The mental or emotional developmental leaps we see are things like separation anxiety, fear of the dark, or jealousy of a new sibling. Children often begin preschool or daycare around 12 months as Mum returns to work and this tends to coincide with a natural peak in separation anxiety. Combine this with ‘mummy guilt’ around going back to work and you have a recipe for sleep regression. Again, be respectful of your child’s emotions: they miss you and want to be around you, so where possible try to give them your focused attention before bedtime so they don’t feel you’re too busy for them. Some of my clients will shower or have a bath with their toddler, give them a massage, and have quiet time before bed. Try to get into the psyche of your mini toddler  try creating a positive photo book about bedtime with pictures of mum and toddler together, or little rewards like stamps and stickers followed by praise for settling nicely.

Fear of the dark usually emerges around two years old and the simple solution is a dim night light in their bedroom. Stay away from blue and white light and try to buy red- or orange-coloured lights as these wavelengths of colour interfere least with melatonin (the sleep hormone) production at night.

Jealousy can emerge when a sibling has arrived and mum is busy with a newborn baby. This can result in playing up at bedtime, as your mini toddler learns quickly that even growling is attention, and this is what they are craving.

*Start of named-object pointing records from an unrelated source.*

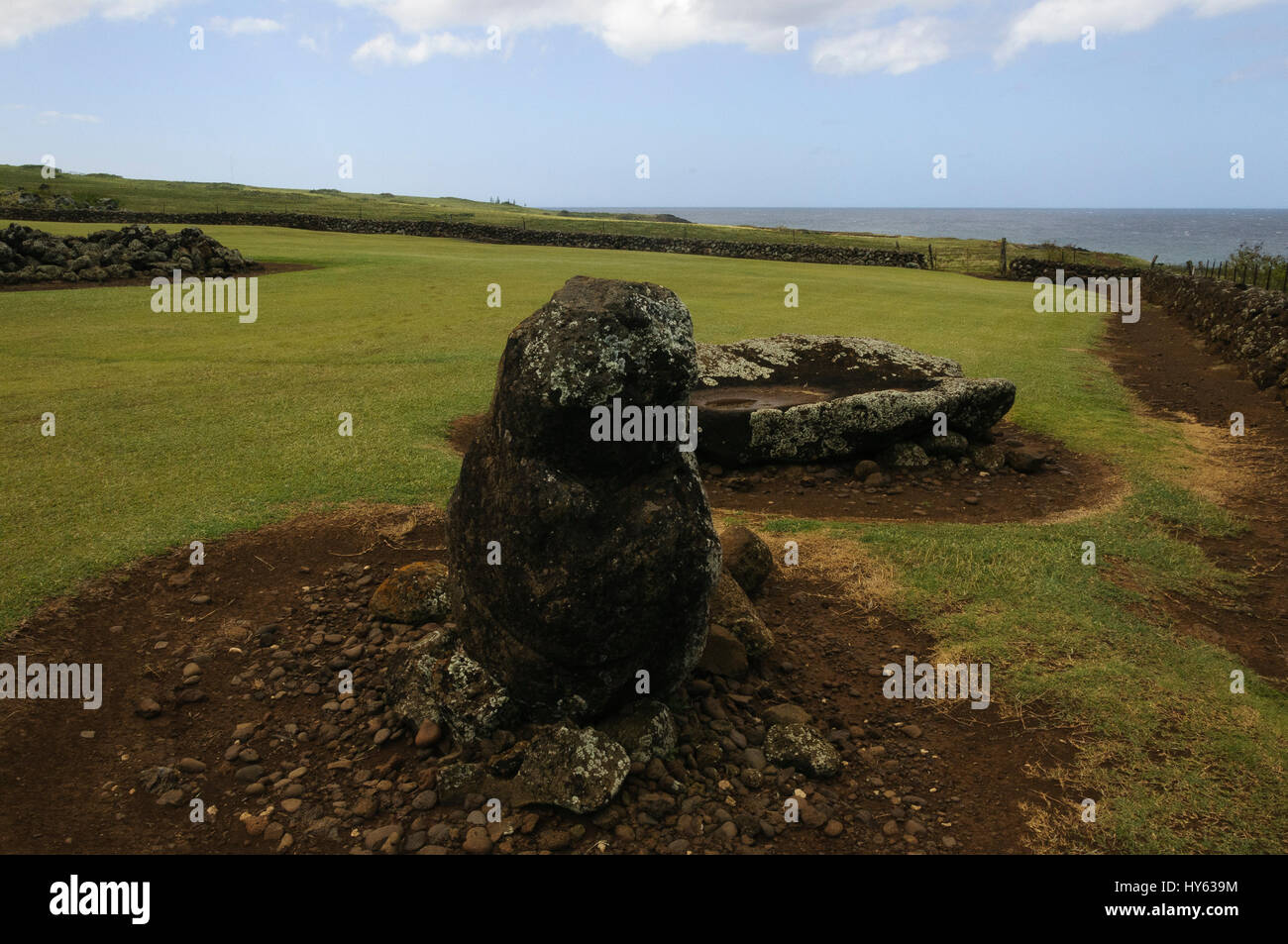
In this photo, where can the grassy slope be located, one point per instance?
(172, 428)
(167, 196)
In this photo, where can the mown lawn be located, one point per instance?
(179, 196)
(180, 426)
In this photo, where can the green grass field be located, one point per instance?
(171, 196)
(180, 426)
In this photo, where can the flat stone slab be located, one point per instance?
(803, 398)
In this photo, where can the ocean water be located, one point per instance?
(1175, 236)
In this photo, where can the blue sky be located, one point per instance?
(726, 115)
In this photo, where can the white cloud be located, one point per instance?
(48, 117)
(639, 30)
(897, 50)
(385, 48)
(244, 26)
(24, 18)
(1061, 21)
(840, 37)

Again, try to get quality one-on-one time happening where possible: try reading stories while you breastfeed the newborn, and stagger bed times so your toddler gets that quiet five to 10 minutes with just you. 

Bedtime routine

At this age, lots of one- to two-year-olds are still having a breastfeed or bottle before bed, but we try to make a clear disassociation between milk and sleep. Brushing their teeth is a great way to do this. Aim to have a nice early dinner as over-tired toddlers do not eat well, and picky eating is often a sign your meals are too late in the day.

For a simple consistent bedtime routine try:

  • 5-5.30pm: dinner
  • 5.30-6pm: bath or shower
  • 6pm: quiet time with Mum or Dad (stories, puzzles or drawing)
  • 6.30pm: milk
  • 6.45pm: brush teeth
  • 7pm: into bed for the night

Other common problems at this age include:

Nap refusal
Try not to drop to one nap until 15-18 months. Reducing daytime sleep too soon results in early wake-ups and night sleep problems. If your toddler is refusing their second nap but takes their first nap, they are not ready for one nap. Shorten your first nap until the second nap re-consolidates. Refusing the first nap for two weeks is a clear sign your mini toddler is ready for just one nap a day.

Early wake-ups
This often relates to dropping to one nap too soon. Sleep debt between 6am-1pm builds and this encourages the body to wake earlier and earlier. Work on resettling until 6.30/7am and make sure your child is asleep 4-5 hours after their nap ends.

Getting out of the big bed
Try not to make the transition from cot to big bed prematurely. If your mini toddler is not climbing out of the cot consistently and a sibling is on the way, consider buying another cot! Most 1-2 year olds don’t understand the concept of ‘stay in bed’ and getting up becomes a game very quickly.